MajorVitaman
Superstar
Hey y'all.
Decided to start what I hope will become a thread series on African Geopolitics. Every week, let's discuss a different issue regarding the geopolitics of Africa and its diaspora. Hopefully, it's not too ambitious. The topic for his week is hydroelectricity and it's connection to geopolitics.
Ethiopia and the D.R. Congo are the case examples to jump this discussion off but by no means are we to be limited to those two countries.
Observations:
1. Ethiopia is seeking to make one of the foundations of its regional political power hydroelectricity.
2. Ethiopia is the source of the Blue Nile. It has massive amounts of hydroelectric potential because of its unique topography.
3. It plans to construct dams (including the controversial Grand Ethiopian Renaissance Dam) to provide cheap electricity.
4. Cheap electricity will power Ethiopia's industries and will cut down the structural costs for it be a manufacturing nation. If the manufacturing industry is labour-intensive, it will reduce poverty and employ people. This may lead to an increase in the country's wealth.
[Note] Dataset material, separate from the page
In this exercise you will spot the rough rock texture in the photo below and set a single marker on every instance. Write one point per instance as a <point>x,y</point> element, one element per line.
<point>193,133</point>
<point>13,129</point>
It will also allow Ethiopia to export electricity to Sudan, Kenya, Somalia, Djibouti, and Egypt.
5. Regional dominance in North-Eastern Africa is hard to decipher. Egypt appears to be the regional power but its head in the Arab World while its body is in Africa. Ethiopia has the potential to usurp it because if it control one of the sources of the Nile (due to dams), it can have Egypt by the balls. Sudan too.
6. Ethiopia is using electricity to make Northeastern Africa dependent upon her.
7. What is the Congo planning to do with its own hydroelectric potential. Its potential is so vast, it can power 40 per cent of Africa's need.
8. Is Congo also seeking to use its hydroelectricity in the same way to dominate the region? Or is it letting it's resources by siphoned away by players such as China, South Korea and South Africa? Bearing in mind that hydroelectricity in the Congo would allow it's copper industry to become productive again and could make conditions for the return of light industry feasible.
DR Congo waits on funding for world's largest hydropower project
@Poitier @KidStranglehold @bdizzle
Please tag others onto this thread, please.